Swedish military rank

Fanjunkare (OR-7) is a Swedish military rank above Översergeant and below Överfanjunkare. The word fanjunkare is derived from German 'Fahnenjunker', and denotes a standard-bearer, hence 'Colour Sergeant'.

==History==
Fanjunkare means "noble standard bearer" and has been used as the (highest) non-commissioned officer rank from 1837, when it finally replaced the rank of fältväbel.

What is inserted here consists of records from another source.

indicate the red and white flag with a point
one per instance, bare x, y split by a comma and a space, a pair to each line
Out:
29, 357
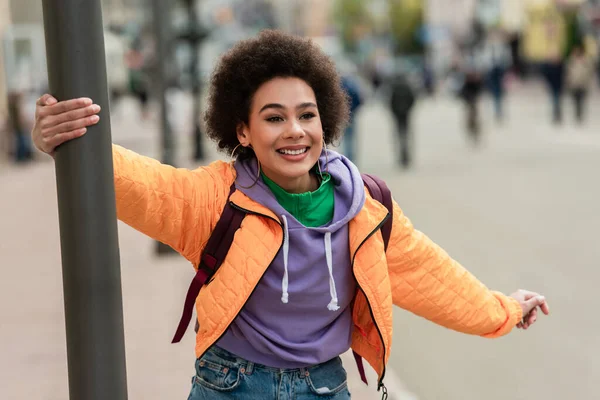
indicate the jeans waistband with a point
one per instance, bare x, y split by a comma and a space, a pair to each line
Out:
220, 352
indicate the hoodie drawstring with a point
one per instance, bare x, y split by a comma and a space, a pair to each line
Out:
333, 305
285, 296
286, 249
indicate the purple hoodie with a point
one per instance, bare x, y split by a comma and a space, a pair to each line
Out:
299, 314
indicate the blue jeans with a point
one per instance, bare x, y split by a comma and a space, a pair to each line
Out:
222, 375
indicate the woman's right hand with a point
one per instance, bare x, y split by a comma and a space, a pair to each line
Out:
58, 122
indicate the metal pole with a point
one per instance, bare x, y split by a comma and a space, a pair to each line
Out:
86, 205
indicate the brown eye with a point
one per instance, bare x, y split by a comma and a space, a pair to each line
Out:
308, 116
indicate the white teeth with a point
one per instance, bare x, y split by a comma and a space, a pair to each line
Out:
293, 152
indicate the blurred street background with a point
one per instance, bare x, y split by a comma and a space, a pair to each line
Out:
478, 114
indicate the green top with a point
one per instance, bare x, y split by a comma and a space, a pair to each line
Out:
311, 209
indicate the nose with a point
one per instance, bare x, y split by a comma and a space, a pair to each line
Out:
294, 131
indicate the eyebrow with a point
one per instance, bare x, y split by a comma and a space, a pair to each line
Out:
282, 107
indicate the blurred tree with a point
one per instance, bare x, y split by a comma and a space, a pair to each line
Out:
351, 18
407, 26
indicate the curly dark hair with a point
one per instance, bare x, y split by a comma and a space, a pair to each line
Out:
252, 62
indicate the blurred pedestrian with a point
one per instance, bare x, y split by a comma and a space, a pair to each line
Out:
580, 74
352, 88
498, 60
553, 73
139, 61
472, 87
402, 100
17, 124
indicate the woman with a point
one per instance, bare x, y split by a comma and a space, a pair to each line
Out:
306, 277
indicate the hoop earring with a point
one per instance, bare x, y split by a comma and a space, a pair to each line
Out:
235, 149
255, 180
326, 161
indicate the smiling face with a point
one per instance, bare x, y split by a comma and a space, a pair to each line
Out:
285, 131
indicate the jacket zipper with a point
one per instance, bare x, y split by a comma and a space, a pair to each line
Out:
248, 298
380, 382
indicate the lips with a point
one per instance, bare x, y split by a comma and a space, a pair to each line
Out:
293, 152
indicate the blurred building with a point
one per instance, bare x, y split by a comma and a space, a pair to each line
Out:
4, 22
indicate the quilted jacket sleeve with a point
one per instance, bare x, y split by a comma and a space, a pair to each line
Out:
428, 282
175, 206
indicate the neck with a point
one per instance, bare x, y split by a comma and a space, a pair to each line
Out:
306, 183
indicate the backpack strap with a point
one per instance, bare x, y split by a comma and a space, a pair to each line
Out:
212, 257
380, 192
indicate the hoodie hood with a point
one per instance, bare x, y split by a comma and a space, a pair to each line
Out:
349, 188
349, 198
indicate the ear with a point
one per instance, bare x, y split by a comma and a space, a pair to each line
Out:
242, 134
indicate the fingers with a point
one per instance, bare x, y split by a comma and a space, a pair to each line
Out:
55, 141
533, 302
544, 307
74, 115
46, 100
46, 109
58, 130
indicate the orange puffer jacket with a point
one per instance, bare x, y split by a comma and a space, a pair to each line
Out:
181, 207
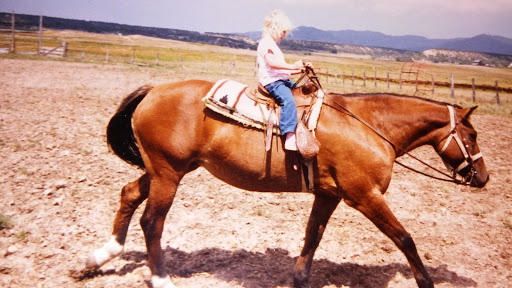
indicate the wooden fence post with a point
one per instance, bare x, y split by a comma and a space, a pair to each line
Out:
473, 88
375, 76
497, 93
40, 45
433, 84
452, 85
13, 31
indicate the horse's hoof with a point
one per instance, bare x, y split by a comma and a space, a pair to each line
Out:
90, 263
161, 282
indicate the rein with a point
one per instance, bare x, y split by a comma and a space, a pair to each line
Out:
469, 159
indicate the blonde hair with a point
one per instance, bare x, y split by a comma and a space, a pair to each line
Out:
276, 22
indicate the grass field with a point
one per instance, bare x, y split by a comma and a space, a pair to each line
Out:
335, 70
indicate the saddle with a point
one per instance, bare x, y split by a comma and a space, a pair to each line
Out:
258, 109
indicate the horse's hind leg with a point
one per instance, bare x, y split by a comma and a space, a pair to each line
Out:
160, 198
132, 195
323, 207
375, 208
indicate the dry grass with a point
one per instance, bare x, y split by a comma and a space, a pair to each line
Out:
226, 62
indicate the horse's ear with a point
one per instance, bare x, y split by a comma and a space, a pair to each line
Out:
469, 111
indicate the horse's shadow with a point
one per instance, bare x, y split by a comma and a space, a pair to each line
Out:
275, 267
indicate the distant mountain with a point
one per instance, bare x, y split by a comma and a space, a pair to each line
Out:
31, 23
493, 50
480, 43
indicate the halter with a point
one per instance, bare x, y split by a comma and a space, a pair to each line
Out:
468, 159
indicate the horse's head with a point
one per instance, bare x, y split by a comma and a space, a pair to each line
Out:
459, 149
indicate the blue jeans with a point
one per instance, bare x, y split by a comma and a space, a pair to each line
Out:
282, 93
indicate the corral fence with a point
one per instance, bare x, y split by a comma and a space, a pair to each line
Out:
417, 78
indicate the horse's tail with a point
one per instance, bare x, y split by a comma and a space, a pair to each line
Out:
120, 137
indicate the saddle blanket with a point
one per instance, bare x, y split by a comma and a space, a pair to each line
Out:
229, 98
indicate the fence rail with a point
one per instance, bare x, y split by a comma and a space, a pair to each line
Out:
26, 42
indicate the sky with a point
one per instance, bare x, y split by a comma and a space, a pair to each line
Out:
434, 19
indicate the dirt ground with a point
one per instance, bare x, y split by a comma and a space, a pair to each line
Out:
60, 186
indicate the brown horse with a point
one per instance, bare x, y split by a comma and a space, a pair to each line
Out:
167, 131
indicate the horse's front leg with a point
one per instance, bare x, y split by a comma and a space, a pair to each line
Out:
323, 207
373, 206
132, 195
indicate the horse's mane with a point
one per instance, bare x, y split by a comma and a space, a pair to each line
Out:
364, 95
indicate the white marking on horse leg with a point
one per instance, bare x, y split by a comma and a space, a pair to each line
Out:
161, 282
109, 251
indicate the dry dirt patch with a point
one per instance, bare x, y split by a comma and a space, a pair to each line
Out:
59, 184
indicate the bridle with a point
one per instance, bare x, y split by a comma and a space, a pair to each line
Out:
468, 159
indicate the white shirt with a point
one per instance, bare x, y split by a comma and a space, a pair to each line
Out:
267, 75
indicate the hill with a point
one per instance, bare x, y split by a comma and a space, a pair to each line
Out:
480, 43
492, 50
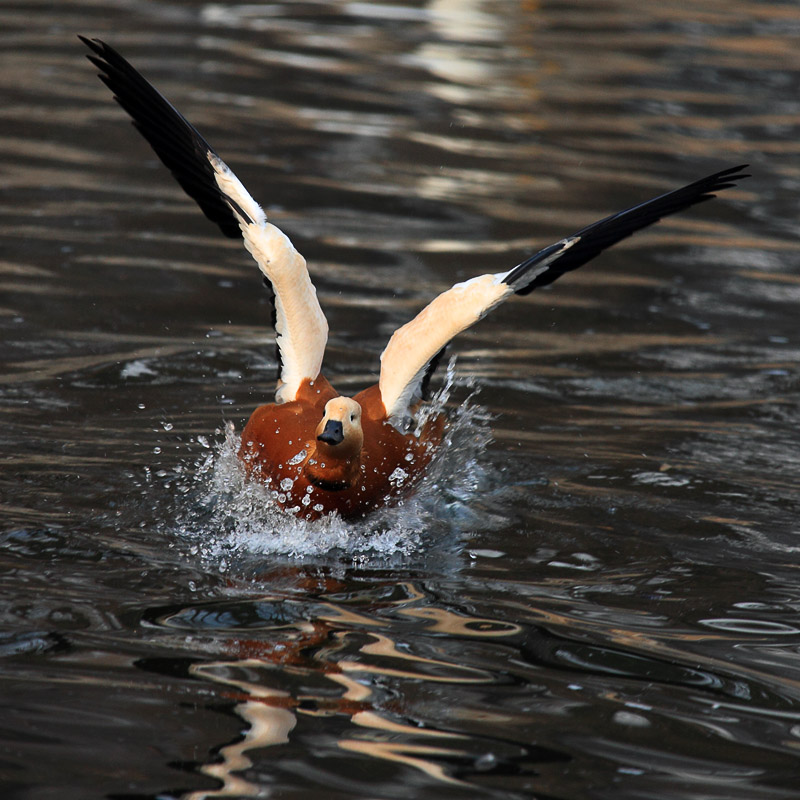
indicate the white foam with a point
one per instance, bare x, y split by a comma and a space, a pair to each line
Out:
232, 518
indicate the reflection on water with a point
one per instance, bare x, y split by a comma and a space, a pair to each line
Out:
600, 601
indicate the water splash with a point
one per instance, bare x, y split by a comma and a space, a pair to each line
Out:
232, 518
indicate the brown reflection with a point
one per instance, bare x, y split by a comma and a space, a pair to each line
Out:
340, 647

Fanjunkare was established as a brevet rank for non-commissioned officers in 1806. In 1833 the rank became the senior non-commissioned rank in the Swedish allotment army. In 1837 the rank became the senior non-commissioned rank in the Swedish enlisted army. In 1925 fanjunkare was given relative rank above fänrik (second Lieutenant) and below löjtnant (lieutenant) but remained in the NCO Corps. In 1960 fanjunkare began to be appointed company commanders in the war-time organization and the rank became a warrant officer rank. Hence in 1972, professional fanjunkare were given the rank of captain, while rustmästare and överfurirs were given the rank of fanjunkare, corresponding to their duties as first sergeants. With the creation of a one-tier professional officer structure in 1983, promotion to fanjunkare only took place in the reserves or among National Servicemen. In 2009, the rank was reintroduced as a professional rank with the creation of the Special Officer Corps.

Before 1972 the equivalent of fanjunkare in the artillery was styckjunkare; a rank that goes back to the 17th century. The word comes from German stückjunker, and denotes a gentleman of ordnance, hence a "master gunner".

==Promotion==
For promotion to fanjunkare, a minimum of four years time-in-grade as översergeant is required, although six years is preferable. A fanjunkare has the same relative rank as a kapten.

==Duties==
- Fanjunkare are Specialist Officers at Skill Level C (Advanced).
- Functional specialists with many years of experience and in-depth knowledge; an expert in staff positions within and outside the Armed Forces within the framework of his own functional area.
- Company Sergeant Majors' supports the company commanders with planning, implementation, follow-up, as well as having a special responsibility for the combat value, discipline, morale and spirit, and experience based and tactical adaptations of the company. The CSM must be competent to lead combat fire exercises with the company, within the framework of the battalion.